You’ve learnt to trust your inner voice of reason to guide you to act justly and appropriately, but when the voice of reason fades into the background, when it whispers too softly and when we simply don’t listen: “Stop arguing! What is going on here?! Share with Billy and play nice now…” It is safe to say that we have all experienced this kind of quick, uncomplicated and effective dispute resolution. It is dispute resolution of this kind that the alternatives to traditional litigation, sets out to be.

Traditional litigation (as a form of commercial dispute resolution) is run strictly in accordance with a formal process. Codified Rules of Court define the parameters of the game and when the long-awaited day for your case to be heard finally arrives, the Magistrate or Judge, wearing a brightly coloured robe, is looking down from his bench at your attorney or advocate as they bow when he enters the room. That about sums up traditional litigation. What are the alternatives?
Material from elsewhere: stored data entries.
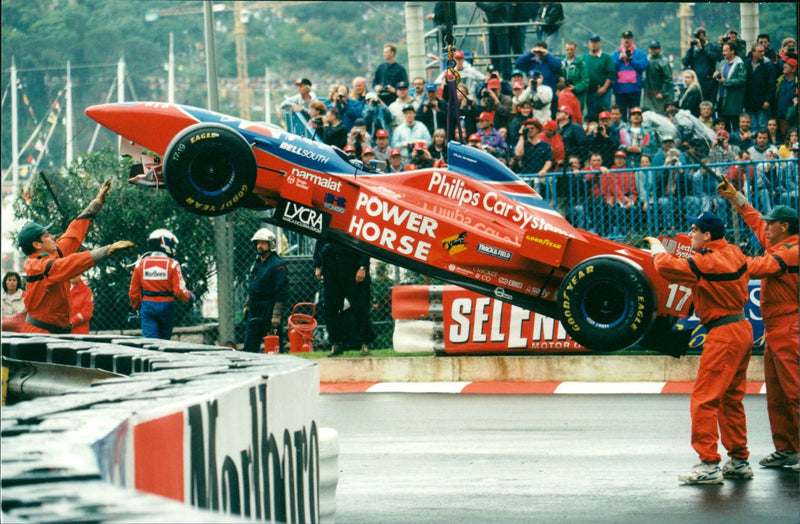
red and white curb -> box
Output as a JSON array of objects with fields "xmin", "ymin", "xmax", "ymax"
[{"xmin": 321, "ymin": 381, "xmax": 767, "ymax": 395}]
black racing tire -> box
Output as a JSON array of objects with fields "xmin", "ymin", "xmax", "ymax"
[
  {"xmin": 556, "ymin": 256, "xmax": 656, "ymax": 352},
  {"xmin": 163, "ymin": 123, "xmax": 256, "ymax": 216}
]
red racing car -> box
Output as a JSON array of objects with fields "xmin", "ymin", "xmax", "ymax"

Since 2014 and after an amendment to the Magistrates Court Rules, a party may refer a dispute to mediation prior to commencement of litigation, or after commencement of litigation, in accordance with the Magistrate Court Rules. This mechanism of mediation via the Court Rules is in an experimental phase and currently being implemented in certain provinces only, but will most likely see full implementation in the near future.
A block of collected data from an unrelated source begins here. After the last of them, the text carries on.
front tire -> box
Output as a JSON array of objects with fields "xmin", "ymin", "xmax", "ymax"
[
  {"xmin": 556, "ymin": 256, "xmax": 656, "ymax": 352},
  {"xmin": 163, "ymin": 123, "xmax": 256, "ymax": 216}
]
Mediation is a form of facilitated negotiation whereby a mediator assists the parties to resolve their dispute by facilitating discussions between them, assisting them in identifying issues, clarifying priorities, exploring areas of compromise and generating options in an attempt to resolve the dispute.

The ultimate purpose of mediation is to facilitate a settlement between the parties, which they reach by agreement. Participation is voluntary and the process confidential. The mediator plays the role of the diplomat and does not make any findings of fact or in law.

Mediation makes the most sense when it is initiated prior to litigation, with a view to avoid litigation altogether. But even if you have already crossed swords with a litigious adversary, you may still have a remedy in mediation. In terms of the mediation mechanism provided for in the Court Rules, when parties have mediated a dispute which is already the subject of litigation, their agreement may be made an order of court by agreement between the parties. In other words, the mediated agreement becomes binding and enforceable in the same way as an order of court.


Arbitration is an agreed dispute resolution process governed by the Arbitration Act 42 of 1965. The parties will agree that, in the event of any dispute arising between them, or a dispute of a certain nature arising, then an independent third party will adjudicate their dispute.

A prerequisite for arbitration is a written arbitration agreement, which may be entered into when a dispute arises, or take the form of a clause dealing specifically with arbitration of disputes which is incorporated in a commercial agreement. The parties will agree the procedure for referral of any disputes to arbitration and on the method of appointing an arbitrator. As an alternative, they may agree to an independent body to appoint an arbitrator for them. Typically, the parties will agree to a body of independent arbitrators, such as the Arbitration Foundation of Southern Africa (AFSA), to administer the arbitration and to a set of arbitration rules to govern the arbitration process. Matrimonial matters and matters related to status may not be submitted for arbitration.
Benefits of arbitration include:

  1. Arbitration is consensual and once agreed to a party cannot unilaterally withdraw from the proceedings;
  2. The parties have the benefit of choosing and agreeing to an arbitrator, this is especially beneficial if the dispute is of a technical nature and when it will be helpful if the arbitrator has certain expertise;
  3. Unless the parties have agreed on a procedure for appeal, the arbitration award is final and binding;
  4. The arbitration award may be made an order of court, which means it can be enforced in the same way as a court order; and
  5. The arbitration proceedings are confidential, however, if the arbitration award is made an order of court, it will become public record.

Arbitration is essentially a form of privatised litigation. The parties to the dispute will bear all the costs relating to the proceedings, which typically include the arbitrator’s fee, venue hire, recording of the proceedings, and an administration fee if an independent body such as AFSA were utilised to administer the arbitration. This fact has given arbitration the reputation to be more expensive than traditional litigation, however, since the parties to arbitration proceedings have defined their disputes and have agreed to a suitable arbitrator, disputes referred to arbitration are typically resolved much more conveniently and expeditiously than in ordinary litigation. For these reasons arbitration has become the preferred method to expeditiously resolve commercial disputes.


Alternative dispute resolution mechanisms hold the potential to lead to a desired outcome for a prospective litigant, without the investment in time, money and the anxiety that traditionally accompanies litigation. For these reasons mediation and arbitration as forms of alternative dispute resolution are good alternatives to litigation, although our courts are, and will always remain, the gatekeepers of justice and in many cases the most suitable forum for dispute resolution.